Speed Downstream =4 km per hour
Answer:
Speed of the stream = 4 km/hr
Speed of motorboat in still water = 8 km/hr
Step-by-step explanation:
Given:
Motorboat covers a distance of 16 km upstream and 24 km downstream in 6 hours.

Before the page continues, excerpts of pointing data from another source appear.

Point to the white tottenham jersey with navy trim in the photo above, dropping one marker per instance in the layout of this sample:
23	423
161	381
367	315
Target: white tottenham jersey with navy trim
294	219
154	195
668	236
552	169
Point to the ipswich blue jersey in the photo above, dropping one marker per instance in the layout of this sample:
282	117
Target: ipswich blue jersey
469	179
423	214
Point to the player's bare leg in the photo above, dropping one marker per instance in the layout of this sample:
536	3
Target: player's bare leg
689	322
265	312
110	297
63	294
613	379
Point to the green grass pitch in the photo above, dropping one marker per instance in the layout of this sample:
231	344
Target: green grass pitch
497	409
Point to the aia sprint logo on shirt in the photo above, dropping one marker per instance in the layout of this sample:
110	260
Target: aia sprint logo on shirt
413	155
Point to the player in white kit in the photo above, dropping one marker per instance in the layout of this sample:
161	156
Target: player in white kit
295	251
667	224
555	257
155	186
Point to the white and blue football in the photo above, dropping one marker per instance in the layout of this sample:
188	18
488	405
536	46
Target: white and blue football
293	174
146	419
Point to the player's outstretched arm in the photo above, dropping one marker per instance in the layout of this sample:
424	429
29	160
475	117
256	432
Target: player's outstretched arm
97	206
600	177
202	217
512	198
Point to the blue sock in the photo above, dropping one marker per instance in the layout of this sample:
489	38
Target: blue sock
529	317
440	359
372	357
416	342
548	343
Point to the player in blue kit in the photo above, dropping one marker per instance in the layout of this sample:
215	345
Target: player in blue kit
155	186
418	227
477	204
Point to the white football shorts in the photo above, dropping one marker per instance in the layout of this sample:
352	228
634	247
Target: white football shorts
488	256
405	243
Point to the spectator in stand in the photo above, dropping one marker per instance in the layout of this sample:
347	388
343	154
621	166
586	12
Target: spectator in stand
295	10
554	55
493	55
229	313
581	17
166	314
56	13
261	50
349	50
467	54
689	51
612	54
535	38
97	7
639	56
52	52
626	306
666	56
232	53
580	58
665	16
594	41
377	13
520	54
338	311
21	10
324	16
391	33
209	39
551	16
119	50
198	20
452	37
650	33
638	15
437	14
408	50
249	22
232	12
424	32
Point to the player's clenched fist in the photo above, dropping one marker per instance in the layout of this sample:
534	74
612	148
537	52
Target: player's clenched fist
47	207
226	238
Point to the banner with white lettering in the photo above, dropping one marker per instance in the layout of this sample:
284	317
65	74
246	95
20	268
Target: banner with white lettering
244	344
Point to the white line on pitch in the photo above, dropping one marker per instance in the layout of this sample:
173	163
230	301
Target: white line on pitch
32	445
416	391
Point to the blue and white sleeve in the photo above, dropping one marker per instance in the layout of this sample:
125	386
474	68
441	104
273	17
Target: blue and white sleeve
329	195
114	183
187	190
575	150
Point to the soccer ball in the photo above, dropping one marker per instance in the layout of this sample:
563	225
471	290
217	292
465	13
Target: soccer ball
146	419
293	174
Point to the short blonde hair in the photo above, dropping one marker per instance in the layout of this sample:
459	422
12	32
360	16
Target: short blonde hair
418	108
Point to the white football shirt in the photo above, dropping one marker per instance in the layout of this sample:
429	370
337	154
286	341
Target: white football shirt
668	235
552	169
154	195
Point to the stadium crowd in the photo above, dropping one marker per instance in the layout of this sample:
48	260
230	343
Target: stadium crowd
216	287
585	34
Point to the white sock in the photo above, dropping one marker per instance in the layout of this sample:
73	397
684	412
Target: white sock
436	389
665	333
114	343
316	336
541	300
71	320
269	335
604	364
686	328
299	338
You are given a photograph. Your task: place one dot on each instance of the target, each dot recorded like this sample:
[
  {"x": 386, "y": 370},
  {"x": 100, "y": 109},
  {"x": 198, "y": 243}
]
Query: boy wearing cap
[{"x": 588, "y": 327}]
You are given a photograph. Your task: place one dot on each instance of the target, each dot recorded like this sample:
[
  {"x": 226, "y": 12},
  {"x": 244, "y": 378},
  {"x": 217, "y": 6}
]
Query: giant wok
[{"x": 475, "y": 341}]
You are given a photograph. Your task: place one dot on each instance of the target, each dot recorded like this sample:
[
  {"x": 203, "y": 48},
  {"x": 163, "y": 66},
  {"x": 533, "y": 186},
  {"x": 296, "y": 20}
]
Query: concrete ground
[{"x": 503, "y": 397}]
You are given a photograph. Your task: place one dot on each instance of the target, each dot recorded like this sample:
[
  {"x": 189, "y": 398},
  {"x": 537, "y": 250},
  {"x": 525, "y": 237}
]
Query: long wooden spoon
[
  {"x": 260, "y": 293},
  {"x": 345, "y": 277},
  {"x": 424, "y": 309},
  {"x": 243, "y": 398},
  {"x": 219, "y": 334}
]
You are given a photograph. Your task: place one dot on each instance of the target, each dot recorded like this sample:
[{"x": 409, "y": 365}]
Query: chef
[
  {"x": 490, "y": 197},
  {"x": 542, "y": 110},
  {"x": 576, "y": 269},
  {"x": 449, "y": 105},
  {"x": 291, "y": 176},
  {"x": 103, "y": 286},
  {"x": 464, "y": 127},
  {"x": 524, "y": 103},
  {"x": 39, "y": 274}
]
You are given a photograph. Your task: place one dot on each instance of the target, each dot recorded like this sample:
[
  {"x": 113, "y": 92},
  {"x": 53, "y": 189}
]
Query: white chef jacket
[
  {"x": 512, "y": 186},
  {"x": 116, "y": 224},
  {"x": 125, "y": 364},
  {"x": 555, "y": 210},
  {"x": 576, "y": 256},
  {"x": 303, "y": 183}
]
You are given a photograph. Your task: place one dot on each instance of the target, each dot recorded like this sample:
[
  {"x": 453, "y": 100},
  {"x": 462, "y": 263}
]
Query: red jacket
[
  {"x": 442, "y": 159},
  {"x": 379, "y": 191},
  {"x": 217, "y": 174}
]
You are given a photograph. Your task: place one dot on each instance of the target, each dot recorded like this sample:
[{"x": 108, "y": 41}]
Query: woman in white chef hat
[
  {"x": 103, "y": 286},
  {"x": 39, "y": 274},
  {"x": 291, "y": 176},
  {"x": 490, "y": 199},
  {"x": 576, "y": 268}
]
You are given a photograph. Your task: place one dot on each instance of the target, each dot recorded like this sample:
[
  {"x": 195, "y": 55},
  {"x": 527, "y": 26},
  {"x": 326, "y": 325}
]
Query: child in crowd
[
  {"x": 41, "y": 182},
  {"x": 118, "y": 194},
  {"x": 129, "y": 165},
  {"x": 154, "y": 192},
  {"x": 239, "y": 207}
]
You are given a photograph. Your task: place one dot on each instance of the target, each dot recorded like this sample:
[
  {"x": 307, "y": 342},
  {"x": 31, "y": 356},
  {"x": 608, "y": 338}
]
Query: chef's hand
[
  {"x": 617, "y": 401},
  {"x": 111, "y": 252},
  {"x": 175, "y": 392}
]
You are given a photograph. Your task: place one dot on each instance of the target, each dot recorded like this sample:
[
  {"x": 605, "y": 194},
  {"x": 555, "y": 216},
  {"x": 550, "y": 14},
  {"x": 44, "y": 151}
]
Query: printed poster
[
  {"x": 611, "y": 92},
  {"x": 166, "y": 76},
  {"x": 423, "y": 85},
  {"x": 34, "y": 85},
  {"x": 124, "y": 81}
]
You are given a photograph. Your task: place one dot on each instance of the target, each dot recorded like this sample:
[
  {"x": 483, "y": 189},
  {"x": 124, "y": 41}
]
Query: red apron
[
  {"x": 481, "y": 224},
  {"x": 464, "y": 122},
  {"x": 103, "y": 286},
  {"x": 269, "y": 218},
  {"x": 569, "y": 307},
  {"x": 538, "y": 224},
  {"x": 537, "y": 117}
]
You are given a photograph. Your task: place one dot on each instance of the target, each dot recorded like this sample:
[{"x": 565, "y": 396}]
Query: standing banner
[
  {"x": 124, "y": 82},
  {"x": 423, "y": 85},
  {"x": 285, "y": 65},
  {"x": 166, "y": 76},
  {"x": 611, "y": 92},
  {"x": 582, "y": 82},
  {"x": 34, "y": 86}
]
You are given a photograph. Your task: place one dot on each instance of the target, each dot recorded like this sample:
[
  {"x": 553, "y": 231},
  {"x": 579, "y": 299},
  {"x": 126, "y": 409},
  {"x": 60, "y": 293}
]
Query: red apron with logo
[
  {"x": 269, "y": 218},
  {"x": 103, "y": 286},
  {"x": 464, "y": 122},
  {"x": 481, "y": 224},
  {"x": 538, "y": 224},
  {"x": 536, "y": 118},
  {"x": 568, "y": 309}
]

It covers a distance of 12 km upstream and 36 km downstream again in 6 hours.
To Find:
Speed of the boat in still water.
Speed of the stream.
Solution:
Let the speed of the motorboat be x km/hr
Let speed of stream be y km/hr
We know that,
Speed while travelling upstream = (x - y) km/hr
Speed while travelling downstream = (x + y) km/hr
Also we know that,
Time = Distance/Speed
By the first case given,
16/(x-y) +24/(x+y) =6−−−−(1)
Now by the second case , given
12/(x-y) +36/(x+y) =6−−−(2)
Let us assume that 1/(x + y) = p, 1/(x - y) = q
Therefore equation 1 changes to,
16q + 24p = 6------(3)
12q + 36p = 6------(4)
Multiply equation 3 by 3 and equation 4 by 4
48q + 72p = 18---(5)
48q + 144p = 24---(6)
Solving equation 5 and 6 by elimination method,
72p = 6
p = 1/12
Now substitute the value of p in equation 5,
48q + 72 × 1/12 = 18
48q + 6 = 18
48q = 12
q = 1/4
Now we know that,
1/(x + y) = p
1/(x + y) = 1/12
x + y = 12
x = 12 - y ----(7)
Also,
1/(x - y) = 1/4
x - y = 4
Substitute value of x in the above equation,
12 -y - y = 4
12 - 2y = 4
2y = 8
y = 4
Hence the speed of the stream is 4 km/hr.
Substitute value of in equation 1,
x = 12 - 4
x = 8 km/hr
Hence the speed of the motorboat in still water is 8 km/hr.